I was determined to get the icon right. Image 1 shows the Nomad 3 CNC machine in action during my second attempt.

You can see how the machine is set up with my wood piece securely clamped to the bed using the red clamping fixture on the right. One thing I learned from my first failed attempt was the absolute importance of securing the workpiece properly.

Image 2 shows the final results – I made two identical Rice building icons as required by the assignment. I’m actually pretty proud of how they turned out, especially after the disappointment of my first attempt. You can clearly see the multiple depth levels that were part of the intermediate difficulty requirements – the archways and windows are cut deeper than the surrounding details.

The texture on the edges where the contour cut happened is pretty rough and fibrous – that’s because the end mill creates those little wood fibers as it cuts through. I learned that post-processing is super important to get a clean final product.

After successfully machining my two Rice building icons, it was time for the all-important post-processing stage. This photo shows my pieces after applying the first coat of stain – what a difference it makes!

I started with a thorough sanding session. Those rough, fibrous edges you can see in previous photos needed a lot of attention. I used a progressive approach: starting with 120-grit sandpaper to knock down the major roughness, then moving to 220-grit for smoothing, and finally a quick pass with 320-grit for a really nice finish. The trickiest parts were definitely the inside corners of the archways where the end mill left some small tear-out. I ended up using a small folded piece of sandpaper to get into those tight spaces.

For the stain, I went with a honey oak shade that I thought would enhance the architectural details without making it too dark. You can see how the stain really brings out the different depth levels of the CNC cuts – the deeper areas absorb more stain and appear darker, which creates this natural highlighting effect that emphasizes the building features.

 

Now it was time to colour and add resin. First, I mixed the two-part epoxy in small batches using a 1:1 ratio. Mixing thoroughly but slowly was crucial to avoid introducing air bubbles.
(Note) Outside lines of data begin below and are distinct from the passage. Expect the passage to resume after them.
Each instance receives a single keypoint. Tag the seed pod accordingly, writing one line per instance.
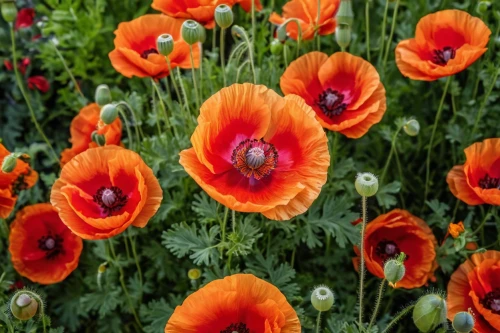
(191, 32)
(366, 184)
(23, 306)
(322, 298)
(224, 16)
(102, 95)
(463, 322)
(429, 312)
(109, 112)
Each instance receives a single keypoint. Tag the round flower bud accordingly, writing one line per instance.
(412, 127)
(23, 306)
(463, 322)
(9, 163)
(429, 312)
(224, 16)
(276, 47)
(191, 32)
(366, 184)
(322, 298)
(165, 44)
(9, 11)
(102, 95)
(109, 112)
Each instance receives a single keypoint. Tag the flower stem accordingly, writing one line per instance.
(26, 99)
(429, 149)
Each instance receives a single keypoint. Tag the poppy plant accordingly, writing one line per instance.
(477, 182)
(42, 248)
(395, 232)
(83, 125)
(239, 303)
(475, 285)
(255, 151)
(135, 52)
(104, 190)
(445, 43)
(306, 12)
(344, 90)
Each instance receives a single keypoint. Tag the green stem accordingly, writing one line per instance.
(431, 143)
(25, 96)
(377, 304)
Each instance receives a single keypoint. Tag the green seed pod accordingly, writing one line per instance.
(412, 127)
(322, 298)
(9, 11)
(345, 15)
(276, 47)
(23, 306)
(190, 31)
(463, 322)
(366, 184)
(343, 35)
(165, 44)
(429, 312)
(224, 16)
(109, 112)
(102, 95)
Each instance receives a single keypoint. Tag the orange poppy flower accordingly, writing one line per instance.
(135, 52)
(238, 303)
(477, 182)
(395, 232)
(201, 11)
(82, 126)
(475, 285)
(12, 183)
(43, 249)
(306, 11)
(255, 151)
(104, 190)
(445, 43)
(344, 90)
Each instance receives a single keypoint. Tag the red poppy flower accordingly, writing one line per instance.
(445, 43)
(104, 190)
(38, 82)
(12, 183)
(475, 285)
(135, 52)
(42, 248)
(477, 182)
(238, 303)
(344, 90)
(395, 232)
(25, 18)
(82, 126)
(254, 151)
(306, 11)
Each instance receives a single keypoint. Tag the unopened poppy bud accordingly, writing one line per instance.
(23, 306)
(366, 184)
(190, 31)
(412, 127)
(345, 15)
(224, 16)
(322, 298)
(276, 47)
(102, 95)
(9, 11)
(194, 274)
(165, 44)
(109, 112)
(343, 35)
(463, 322)
(429, 312)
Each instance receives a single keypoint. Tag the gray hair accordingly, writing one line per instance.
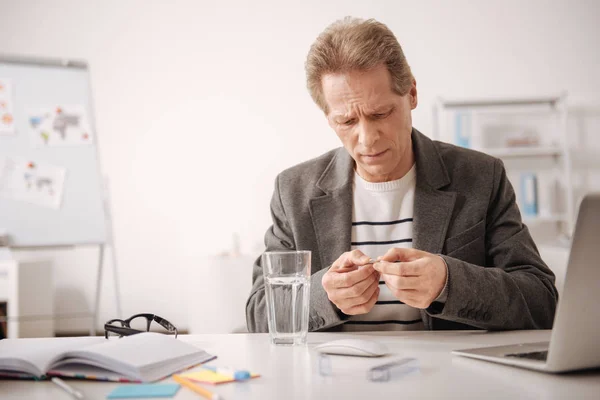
(355, 44)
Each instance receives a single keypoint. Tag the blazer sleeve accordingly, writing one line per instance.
(279, 237)
(516, 289)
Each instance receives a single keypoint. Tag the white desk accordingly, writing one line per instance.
(292, 373)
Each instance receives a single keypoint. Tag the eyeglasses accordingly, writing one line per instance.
(136, 324)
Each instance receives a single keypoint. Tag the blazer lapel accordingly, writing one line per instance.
(433, 207)
(331, 213)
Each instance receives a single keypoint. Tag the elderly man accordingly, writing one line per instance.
(405, 232)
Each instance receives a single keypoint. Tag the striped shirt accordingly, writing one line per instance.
(382, 218)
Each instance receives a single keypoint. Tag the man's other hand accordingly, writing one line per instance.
(414, 277)
(352, 284)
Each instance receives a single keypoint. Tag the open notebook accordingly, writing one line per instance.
(144, 357)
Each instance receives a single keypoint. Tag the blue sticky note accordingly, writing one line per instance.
(135, 391)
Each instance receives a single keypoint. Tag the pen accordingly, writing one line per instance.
(196, 388)
(394, 369)
(238, 375)
(63, 385)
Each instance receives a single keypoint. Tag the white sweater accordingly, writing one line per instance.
(382, 218)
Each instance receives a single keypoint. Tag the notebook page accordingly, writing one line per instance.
(35, 355)
(148, 355)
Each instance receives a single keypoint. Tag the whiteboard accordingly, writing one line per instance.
(81, 219)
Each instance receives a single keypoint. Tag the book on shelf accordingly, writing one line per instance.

For the blue windows, I added a few drops of blue pigment, stirring until I got that perfect deep blue that would represent the windows.

Using a small plastic cup with a pointed tip, I carefully poured the blue epoxy into the recessed window areas. I learned quickly that patience is key here—pour too fast and you’ll overflow the boundaries. The blue sections needed about 3 hours to partially set before I could move on.

For the green sections surrounding the building outlines, I mixed a fresh batch of epoxy with green pigment. This was the trickiest part as I needed to pour around the partially set blue sections without creating any bleeding between colors. A few toothpicks helped guide the epoxy exactly where I wanted it.

The whole project required 24 hours of curing time, followed by light sanding to remove any excess epoxy that had seeped out of the boundaries.

Cost breakdown:

Wood blanks: $12

CNC machine time: $37.50

Epoxy and pigments: $9.25

Finishing supplies: $10

My time (4 hours): $80

Total per piece: $74.38

What surprised me most was how the different depths created such interesting shadow effects with the epoxy. The piece with deeper cuts (about 1/8″) showcased more dramatic color variations than the shallower one. Next time, I might try experimenting with transparent versus opaque pigments to create even more visual interest.

These finished pieces capture the iconic Rice architecture while transforming functional school emblems into modern desk art. The combination of precision machining and hand-finished epoxy work represents exactly what I love about modern maker culture—blending digital fabrication with traditional craftsmanship.